Controversy continued after Cloepfil was announced as the renovation architect in 2002. Bernard Tschumi of the Columbia Graduate School of Architecture, Planning and Preservation held an unfavorable view of the facade's renovation, saying that Stone's original design should either be preserved or the entire structure should be razed. Kate Wood of Landmark West said the plan "utterly erases Stone's vision for 2 Columbus Circle" in discarding the portholes and loggias, while Wolfe wrote a two-part New York Times editorial detailing his objections to the new design. By contrast, MAD director Holly Hotchner likened the existing design to a mausoleum, while MoMA curator Terence Riley compared the building to "a patient that has been on life support for so long that none of the doctors are still alive".

The LPC's refusal to hold public hearings for the building was itself a subject of contention. Muschamp described the LPC's decision as "a shocking dereliction of public duty", and Nicolai Ouroussoff cited the building as an example of the LPC's inability "to distinguish between preserving the city's architectural legacy and embalming it". Wolfe expressed a similar view against the LPC commissioners at a press conference in 2004, saying: "When anyone asks about 2 Columbus Circle, the commissioners dive under their desks." Conversely, Justin Davidson opposed the efforts to designate the building as a city landmark, saying it "minimizes flexibility and privileges the status quo, which in this case is dilapidation and uselessness". Huxtable concurred with this view, writing in The Wall Street Journal that opponents seemed "to be operating by tunnel vision and a blind resistance to change". According to Huxtable, the attempts at preservation amounted to "an unworthy performance that did little credit to anyone who cares about preservation and can only serve as an object lesson of how not to go about it."

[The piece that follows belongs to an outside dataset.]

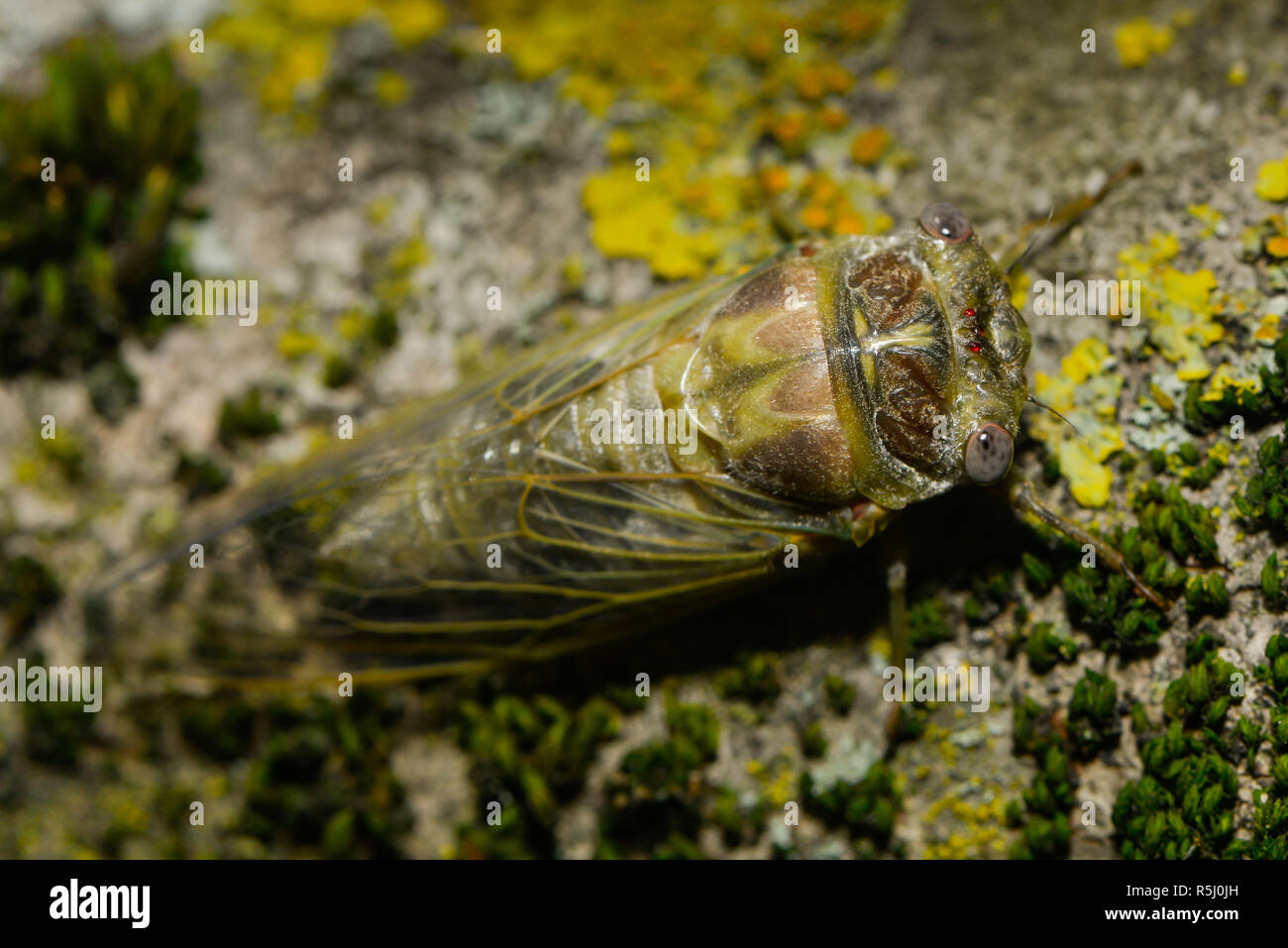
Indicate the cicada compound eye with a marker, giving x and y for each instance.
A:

=== Renovated structure ===
James Gardner, architecture critic for the New York Sun wrote that the original building "was indubitably a landmark; the best that can be said for its replacement is that, if we're lucky, no one will ever notice it." Five years after the renovation was complete, Gardner maintained that the redesigned structure was "far inferior" to Stone's original design. Francis Morrone, also of the Sun, wrote: "Where Stone's original building read as neatly scaled to its setting, Mr. Cloepfil's redesign reads as a piece of abstract sculpture that, at building scale, seems all wrong." Witold Rybczynski wrote in Slate that the new design "feels like an alien presence", and architecture critic Justin Davidson said, "This version won't satisfy those who thought it should never have been touched." In 2008, Ouroussoff named the renovated building as one of seven buildings in New York City that should be torn down because they "have a traumatic effect on the city".

Some critics defended the new facade. Huxtable wrote that "criticism of the structure has been alarmingly out of proportion and flagrantly out of control". Paul Goldberger praised the new building's "functional, logical, and pleasant" interior in a review in The New Yorker, even though the "proportions and composition seem just as odd and awkward as they ever did".